Enfin, lors de son audition devant la mission, M. Christian Noyer, gouverneur de la Banque de France, président de l'Observatoire de la sécurité des cartes de paiement, a indiqué que le renforcement des méthodes d'authentification des clients constituait un axe majeur d'amélioration de la sécurité des paiements sur lequel la profession bancaire avait engagé des efforts. Après avoir rappelé que la Banque de France avait, dès 2002, préconisé le recours à des méthodes d'authentification forte et la généralisation de l'identité et de la signature électroniques pour les paiements sur Internet, il a estimé que l'utilisation de la carte nationale d'identité électronique à des fins de contrôle pour des opérations bancaires, répondrait naturellement à ces préconisations. Il a précisé en revanche, qu'après avoir étudié en 2003 les apports éventuels de la biométrie dans l'environnement des cartes de paiement, l'Observatoire de la sécurité des cartes de paiement avait recommandé que les techniques d'authentification biométrique ne remplacent pas les mécanismes fondés sur la saisie d'un code confidentiel, compte tenu de la fiabilité encore insuffisante des dispositifs de contrôle des caractéristiques biométriques.

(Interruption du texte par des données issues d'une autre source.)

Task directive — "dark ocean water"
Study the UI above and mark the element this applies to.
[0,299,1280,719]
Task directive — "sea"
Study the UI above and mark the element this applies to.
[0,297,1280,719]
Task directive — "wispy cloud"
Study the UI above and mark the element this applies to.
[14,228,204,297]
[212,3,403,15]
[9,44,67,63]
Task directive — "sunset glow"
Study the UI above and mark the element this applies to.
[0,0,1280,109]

Notons enfin qu' une carte d'identité électronique serait plus difficile à contrefaire que les documents actuels . Les données stockées dans la puce, qui reproduiraient les données figurant sur le document (état civil, lieu et date de délivrance du titre), seraient en effet protégées par un blocage en écriture des zones non réinscriptibles de la puce à l'issue de la fabrication, notamment les zones d'identité, et l'utilisation des procédés cryptographiques de signature électronique, permettant par la lecture des données de s'assurer que celles-ci sont authentiques et intègres.

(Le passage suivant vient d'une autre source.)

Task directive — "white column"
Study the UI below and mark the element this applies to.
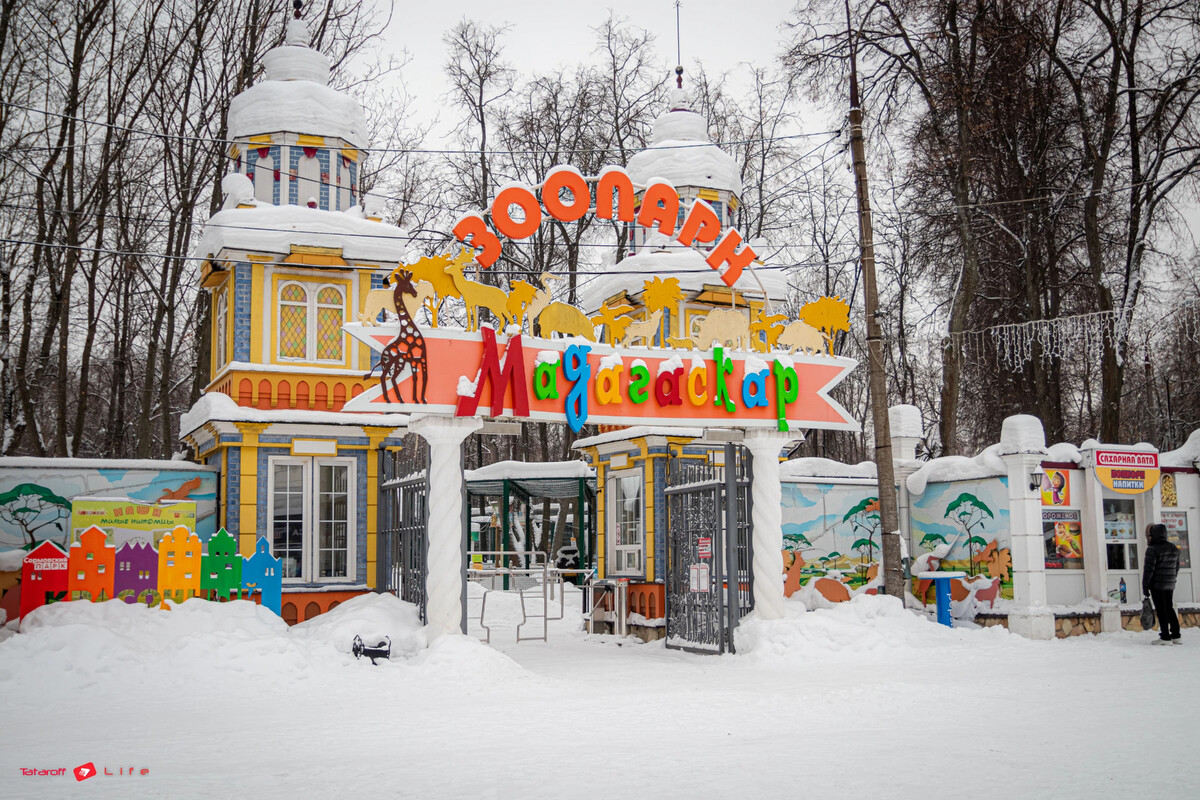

Toutefois, dans le cas de la France, le problème de la fraude n'est pas lié à la sécurisation de la carte nationale d'identité elle-même. Le principal problème se situe en amont du fait des fraudes à l'état civil qui conduisent à la délivrance de titres authentiques aux mauvaises personnes. Telles sont les raisons pour lesquelles le ministère de l'intérieur souligne que seul le recours à la biométrie permettrait d'éliminer la quasi-totalité de ces fraudes.

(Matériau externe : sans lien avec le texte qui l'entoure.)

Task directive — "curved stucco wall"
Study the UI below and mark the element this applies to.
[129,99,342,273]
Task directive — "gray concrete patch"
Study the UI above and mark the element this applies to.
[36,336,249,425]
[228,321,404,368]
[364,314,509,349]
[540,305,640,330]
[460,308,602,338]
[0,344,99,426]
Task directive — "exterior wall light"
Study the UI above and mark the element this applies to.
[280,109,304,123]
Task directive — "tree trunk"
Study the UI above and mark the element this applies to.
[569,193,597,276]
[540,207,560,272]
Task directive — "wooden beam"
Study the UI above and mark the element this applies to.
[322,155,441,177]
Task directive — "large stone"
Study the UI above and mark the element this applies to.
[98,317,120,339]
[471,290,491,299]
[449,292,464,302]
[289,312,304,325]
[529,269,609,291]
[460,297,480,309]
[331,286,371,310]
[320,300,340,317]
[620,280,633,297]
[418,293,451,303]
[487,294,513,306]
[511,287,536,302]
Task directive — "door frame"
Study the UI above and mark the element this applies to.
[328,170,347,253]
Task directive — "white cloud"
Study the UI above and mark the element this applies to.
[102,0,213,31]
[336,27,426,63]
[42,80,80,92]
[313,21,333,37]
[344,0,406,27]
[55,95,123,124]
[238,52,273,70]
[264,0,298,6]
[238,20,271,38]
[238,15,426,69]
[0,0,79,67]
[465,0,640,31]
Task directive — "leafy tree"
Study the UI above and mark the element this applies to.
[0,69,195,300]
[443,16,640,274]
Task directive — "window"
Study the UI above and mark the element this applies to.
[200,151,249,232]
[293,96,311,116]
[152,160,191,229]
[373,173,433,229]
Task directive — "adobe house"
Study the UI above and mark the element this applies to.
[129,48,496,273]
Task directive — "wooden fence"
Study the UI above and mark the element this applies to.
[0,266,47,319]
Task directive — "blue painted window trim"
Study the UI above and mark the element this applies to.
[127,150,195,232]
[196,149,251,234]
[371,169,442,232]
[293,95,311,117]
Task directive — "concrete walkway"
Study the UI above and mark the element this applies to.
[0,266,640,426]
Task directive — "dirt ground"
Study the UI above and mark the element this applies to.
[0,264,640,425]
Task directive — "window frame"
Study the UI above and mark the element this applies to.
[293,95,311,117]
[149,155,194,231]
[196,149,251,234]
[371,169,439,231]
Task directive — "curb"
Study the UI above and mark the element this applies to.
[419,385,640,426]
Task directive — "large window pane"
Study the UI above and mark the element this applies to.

* 77 Réponse à la question écrite n° 59578 publiée au Journal officiel de l'Assemblée nationale du 7 juin 2005, page 5990.
* 78 Administration électronique et protection des données personnelles : livre blanc - La Documentation française - février 2002 - page 39.
* 79 Administration électronique et protection des données personnelles : livre blanc - La Documentation française - février 2002 - page 87.